As of this moment, he is the team’s best blocker, but really, it is his versatility that is his greatest asset, and the weight loss over the course of the offseason also seems to be serving him well, as he did a little of everything on Sunday, including catching his first pass of the season on 26 snaps.
The first play I would like to point out came on the first play of the team’s third drive in the first quarter, and it was the first snap of the season in which the Steelers used a player lined up as a fullback. Lined up shaded inside the left tackle in the backfield, Johnson did a nice job of penetrating the B Gap and driving the outside linebacker out of the lane, though it was not the gap the play ran through.
The veteran tight end got his first reception of the year on the final play of the first quarter for five yards, and he lined up shaded off the line on the left side. On the snap, he swept across the formation as the offensive line shifted to the left. Johnson left the rusher to go free in order to accept the screen from Ben Roethlisberger, showing soft hands on the catching and turning and running on the move on a play that I think shows off the fact that he is in better shape than he has been for a while.
Toward the top of the second quarter, the offense ran an end-around for Sammie Coates around the left edge for a six-yard gain. On the play, Johnson lined up as the far tight end on the back side of the play, but swept play-side after the ball was snap and served as the lead blocker for Coates. He did an excellent job of getting his body into the nearest defender and sending him backwards and into the ground.
At the top of the third quarter, on their first offensive play of the half, the Steelers looked to get Antonio Brown jumpstarted after a slow first half. Brown motioned to the right side prior to the snap, where Johnson set at the end of the line. On the snap, Johnson took off to his right and Roethlisberger fired a quick pass to Brown, with the tight end getting in front and harassing Vincent Rey before turning upfield to look for another target. This could have been a pretty nice play if Brown was able to get beyond Rey, but it is a good example of Johnson’s improved athleticism that is helping him succeed early on in his second stint in Pittsburgh.
Later in the quarter, on the first play of the next drive, the Steelers motioned both tight ends from the left to the right side pre-snap, with the wide receiver moving in near the line. On the snap, Johnson, the inside tight end, squared against Rey on the edge and turned him out of the gap around right tackle, which the back exploited for an eight-yard gain. He shows nice leg drive in staying with the block here.

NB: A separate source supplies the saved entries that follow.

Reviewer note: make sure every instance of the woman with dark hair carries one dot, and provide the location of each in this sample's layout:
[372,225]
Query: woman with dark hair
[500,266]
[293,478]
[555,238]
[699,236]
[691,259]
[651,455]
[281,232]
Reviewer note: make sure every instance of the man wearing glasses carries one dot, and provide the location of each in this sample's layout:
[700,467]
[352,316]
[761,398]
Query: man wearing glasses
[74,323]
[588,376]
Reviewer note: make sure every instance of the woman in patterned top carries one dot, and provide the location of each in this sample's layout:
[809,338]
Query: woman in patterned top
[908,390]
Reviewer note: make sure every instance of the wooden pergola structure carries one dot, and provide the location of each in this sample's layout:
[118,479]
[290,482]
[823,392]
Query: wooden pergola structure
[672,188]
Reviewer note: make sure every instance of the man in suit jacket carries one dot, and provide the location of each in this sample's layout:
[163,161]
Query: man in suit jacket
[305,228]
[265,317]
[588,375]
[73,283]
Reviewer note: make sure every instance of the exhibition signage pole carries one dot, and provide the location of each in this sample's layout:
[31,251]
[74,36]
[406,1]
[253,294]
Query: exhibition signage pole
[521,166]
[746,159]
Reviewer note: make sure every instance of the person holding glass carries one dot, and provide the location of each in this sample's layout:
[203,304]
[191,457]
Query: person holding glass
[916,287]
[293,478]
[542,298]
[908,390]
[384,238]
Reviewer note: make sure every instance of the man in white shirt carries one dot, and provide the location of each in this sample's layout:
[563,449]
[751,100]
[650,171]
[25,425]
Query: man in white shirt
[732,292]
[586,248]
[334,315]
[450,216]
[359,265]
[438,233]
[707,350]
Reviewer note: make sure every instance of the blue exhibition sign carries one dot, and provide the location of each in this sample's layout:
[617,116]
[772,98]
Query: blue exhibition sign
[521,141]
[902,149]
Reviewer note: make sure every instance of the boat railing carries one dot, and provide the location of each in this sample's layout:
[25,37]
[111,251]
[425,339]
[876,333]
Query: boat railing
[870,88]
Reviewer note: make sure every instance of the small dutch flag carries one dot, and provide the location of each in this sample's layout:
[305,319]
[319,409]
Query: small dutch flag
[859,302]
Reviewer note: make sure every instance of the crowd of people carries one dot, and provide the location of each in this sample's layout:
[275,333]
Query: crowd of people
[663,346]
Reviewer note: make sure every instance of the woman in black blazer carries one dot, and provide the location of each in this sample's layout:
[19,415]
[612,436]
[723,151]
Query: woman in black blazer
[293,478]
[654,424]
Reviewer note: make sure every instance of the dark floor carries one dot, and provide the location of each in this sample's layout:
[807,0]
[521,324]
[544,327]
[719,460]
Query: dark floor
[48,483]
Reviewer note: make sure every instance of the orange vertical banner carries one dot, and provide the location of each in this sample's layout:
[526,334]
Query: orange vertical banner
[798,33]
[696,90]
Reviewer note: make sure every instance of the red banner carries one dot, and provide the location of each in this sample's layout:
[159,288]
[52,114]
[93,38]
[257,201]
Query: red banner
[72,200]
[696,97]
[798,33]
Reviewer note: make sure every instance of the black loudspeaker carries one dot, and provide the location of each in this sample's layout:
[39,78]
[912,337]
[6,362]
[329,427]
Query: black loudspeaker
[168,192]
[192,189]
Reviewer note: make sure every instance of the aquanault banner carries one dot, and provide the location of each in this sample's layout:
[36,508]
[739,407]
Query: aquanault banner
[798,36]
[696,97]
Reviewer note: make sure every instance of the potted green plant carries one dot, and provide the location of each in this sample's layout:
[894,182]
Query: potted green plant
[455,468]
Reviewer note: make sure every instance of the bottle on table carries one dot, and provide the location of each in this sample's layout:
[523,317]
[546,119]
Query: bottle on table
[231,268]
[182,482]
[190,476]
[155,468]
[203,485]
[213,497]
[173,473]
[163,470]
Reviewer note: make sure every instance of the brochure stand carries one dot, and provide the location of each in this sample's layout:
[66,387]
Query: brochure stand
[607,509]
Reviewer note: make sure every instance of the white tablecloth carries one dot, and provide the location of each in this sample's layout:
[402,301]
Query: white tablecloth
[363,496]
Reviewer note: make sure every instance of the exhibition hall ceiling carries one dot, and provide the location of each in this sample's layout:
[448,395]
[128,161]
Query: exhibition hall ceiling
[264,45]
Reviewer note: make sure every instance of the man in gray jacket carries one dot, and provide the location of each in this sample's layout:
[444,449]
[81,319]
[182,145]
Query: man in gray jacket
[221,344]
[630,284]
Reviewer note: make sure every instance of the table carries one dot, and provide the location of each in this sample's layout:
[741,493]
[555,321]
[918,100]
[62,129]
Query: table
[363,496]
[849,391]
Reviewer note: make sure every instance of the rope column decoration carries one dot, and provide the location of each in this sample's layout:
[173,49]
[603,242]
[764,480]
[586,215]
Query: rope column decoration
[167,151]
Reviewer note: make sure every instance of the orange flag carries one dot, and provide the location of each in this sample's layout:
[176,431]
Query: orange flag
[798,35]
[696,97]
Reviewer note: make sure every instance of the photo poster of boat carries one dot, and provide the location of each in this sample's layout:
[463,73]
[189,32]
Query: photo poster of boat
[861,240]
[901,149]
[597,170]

Finally, we get a look at the next snap with Johnson lined back up at fullback, this time on the right side. This proves to be a variation of their go-to counter run, pulling the right guard and utilizing Johnson from the fullback position as the second lead blocker. On this play, he does a nice job of reaching the edge defender, in this case Rey again, popping him back to let DeAngelo Williams win the edge for six yards as the veteran blocker continued upfield looking for more work.
All in all, this was a very encouraging performance from Johnson, who to me has more than justified his being brought back. Several of these plays highlight the fact that he is no longer an athletic liability, and his versatility to line up in-line, in the backfield, offset, or on the move is a tremendous plus. If he can get more involved in the passing game, with his tight end partners each catching a touchdown pass, that would just be the cherry on top.